Buried ice-wedge pseudomorphs as indicators of Younger Dryas climate-related lake evolution, Dali Lake, Inner Mongolia

Ice wedges / pseudomorphs (IWPs) are key indicators of cold-climate (periglacial) frozen ground conditions. Their occurrence within the sedimentary sequences of lacustrine landforms can provide important evidence about palaeoenvironmental and palaeoclimatic change. However, research using lake sediments in a geomorphological context to investigate climate change is limited. Here, we use newly discovered IWPs developed within lake sediment sequences to explore climate-related lake-level fluctuations in the Dali Lake region, a key area of the East Asian summer monsoon (EASM) system that drives Quaternary hydroclimate variability across East Asia. The IWPs penetrate down through clay-silt lake sediments and are overlain by coarser-fossiliferous, and finer-diatomaceous lake sediments. This configuration suggests IWP formation occurred within an area transitioning sequentially between subaqueous, subaerially exposed, and resubmerged lake margin setting. We employ the optically stimulated luminescence (OSL) and AMS radiocarbon dating methods to constrain ice-wedge activity timing. Results reveal ice wedge formation between 12.84 and 11.31 ka, corresponding to the globally significant Younger Dryas (YD) cold-climate event. The colder climate since 12.84 ka has led to a marked lake level decline, exposing shoreline areas, which subsequently became frozen, resulting in fissure development and ice infilling.
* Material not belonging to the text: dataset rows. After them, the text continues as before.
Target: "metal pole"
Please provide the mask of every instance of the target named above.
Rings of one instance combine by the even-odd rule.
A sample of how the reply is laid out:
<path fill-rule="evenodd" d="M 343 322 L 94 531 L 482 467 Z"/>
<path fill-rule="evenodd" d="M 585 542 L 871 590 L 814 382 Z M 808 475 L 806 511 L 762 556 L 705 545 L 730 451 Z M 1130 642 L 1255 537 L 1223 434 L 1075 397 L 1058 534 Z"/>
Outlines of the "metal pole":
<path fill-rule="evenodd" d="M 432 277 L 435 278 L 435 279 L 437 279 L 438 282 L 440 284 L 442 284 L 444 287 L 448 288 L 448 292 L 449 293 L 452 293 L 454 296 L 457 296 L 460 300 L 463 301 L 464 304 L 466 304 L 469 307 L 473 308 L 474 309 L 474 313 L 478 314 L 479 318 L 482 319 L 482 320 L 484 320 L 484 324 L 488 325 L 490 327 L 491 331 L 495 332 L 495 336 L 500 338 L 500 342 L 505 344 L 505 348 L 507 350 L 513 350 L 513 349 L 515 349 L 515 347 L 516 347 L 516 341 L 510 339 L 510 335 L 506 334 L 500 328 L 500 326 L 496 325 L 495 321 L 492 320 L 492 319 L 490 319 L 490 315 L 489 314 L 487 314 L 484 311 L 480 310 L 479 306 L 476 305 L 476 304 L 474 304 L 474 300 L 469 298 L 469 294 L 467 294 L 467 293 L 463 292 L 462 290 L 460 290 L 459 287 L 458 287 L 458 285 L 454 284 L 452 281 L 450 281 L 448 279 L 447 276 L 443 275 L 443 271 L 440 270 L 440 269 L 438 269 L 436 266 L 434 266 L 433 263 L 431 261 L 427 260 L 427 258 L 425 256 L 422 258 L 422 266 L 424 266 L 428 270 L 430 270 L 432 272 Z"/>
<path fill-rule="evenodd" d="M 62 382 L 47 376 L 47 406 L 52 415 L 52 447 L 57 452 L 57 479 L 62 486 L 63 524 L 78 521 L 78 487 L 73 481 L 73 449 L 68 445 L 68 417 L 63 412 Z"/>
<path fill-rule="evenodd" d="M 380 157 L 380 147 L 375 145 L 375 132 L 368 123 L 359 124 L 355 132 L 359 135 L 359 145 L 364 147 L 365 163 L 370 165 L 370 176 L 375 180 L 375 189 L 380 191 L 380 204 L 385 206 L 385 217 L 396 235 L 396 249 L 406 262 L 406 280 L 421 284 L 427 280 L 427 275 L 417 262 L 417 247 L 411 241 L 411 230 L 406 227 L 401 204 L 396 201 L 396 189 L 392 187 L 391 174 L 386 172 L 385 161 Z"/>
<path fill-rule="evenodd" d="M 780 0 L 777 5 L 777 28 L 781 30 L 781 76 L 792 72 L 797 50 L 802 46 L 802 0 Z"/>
Subsequently, the lake level increased, resulting in a minor highstand, with fossiliferous lake sediment accumulation over the ice wedges during 12.50 ka to 11.94 cal kyr BP. From 11.94 cal kyr BP to 11.31 ka, the lake level declined again, with concomitant ice wedge development. These three lake-level changes and their IWP characteristics reflect regional YD hydroclimatic variability. Wider research using high-resolution multi-proxy analysis of lake sediment cores suggests sustained cold-dry climate conditions during the YD. Our results, using the lake sediment-landform sequence, also suggests a cold climate (similar to 8.2 degrees C colder than today) but one that fluctuated between dry-humid-dry hydrological patterns during the YD. This study highlights the potential for using IWP affected lake sediment-landform sequences to improve understanding of landscape responses to YD climate variability in the EASM affected region.